The Progressive

NewsWire

A project of Common Dreams

For Immediate Release
Contact:

Rose Braz, (510) 435-6809

U.S. House Votes to Repeal Clean Air Act Protections

Amendment Aimed at Gutting Efforts to Curb Global Warming

WASHINGTON

The Republican-dominated U.S. House of Representatives voted today to reverse Clean Air Act protections aimed at reducing dangerous greenhouse gas pollutants that are contributing to the perilous warming of our planet.

"The House voted today to give the worst polluters in our country free rein to continue dumping unlimited amounts of carbon dioxide and other greenhouse gas pollutants into our atmosphere," said Kassie Siegel, director of the Center for Biological Diversity's Climate Law Institute. "Last year was the hottest year on record, followingthe warmest decade on record.
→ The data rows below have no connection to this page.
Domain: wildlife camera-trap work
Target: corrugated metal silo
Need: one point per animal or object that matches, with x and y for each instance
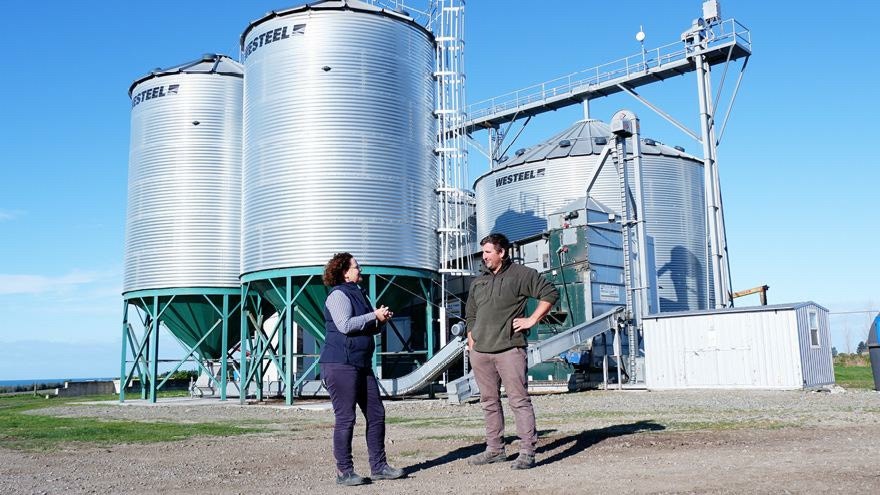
(183, 219)
(338, 156)
(516, 197)
(338, 138)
But the facts and the impacts of global warming on our health and our environment don't seem to matter to House members more concerned with profits than Americans' health and safety."

The amendment was one of hundreds tacked onto legislation intended to provide stop-gap funding to keep the government from shutting down.
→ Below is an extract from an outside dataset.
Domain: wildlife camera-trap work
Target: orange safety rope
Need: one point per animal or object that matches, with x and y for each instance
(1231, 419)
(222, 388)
"The Clean Air Act is the single-most important existing law for this nation to reduce carbon pollution and keep the worst effects of climate change at bay," Siegel said. "It doesn't make any sense to simply throw that potential out the window."

Acting on an order of the U.S. Supreme Court, the Environmental Protection Agency, through the Clean Air Act, is working to curb global warming pollution from vehicles and the largest industrial emitters.

A recent nationwide survey by the American Lung Association found overwhelming support among the public for EPA's actions and overwhelming opposition to congressional moves to block them.

At the Center for Biological Diversity, we believe that the welfare of human beings is deeply linked to nature — to the existence in our world of a vast diversity of wild animals and plants. Because diversity has intrinsic value, and because its loss impoverishes society, we work to secure a future for all species, great and small, hovering on the brink of extinction. We do so through science, law and creative media, with a focus on protecting the lands, waters and climate that species need to survive.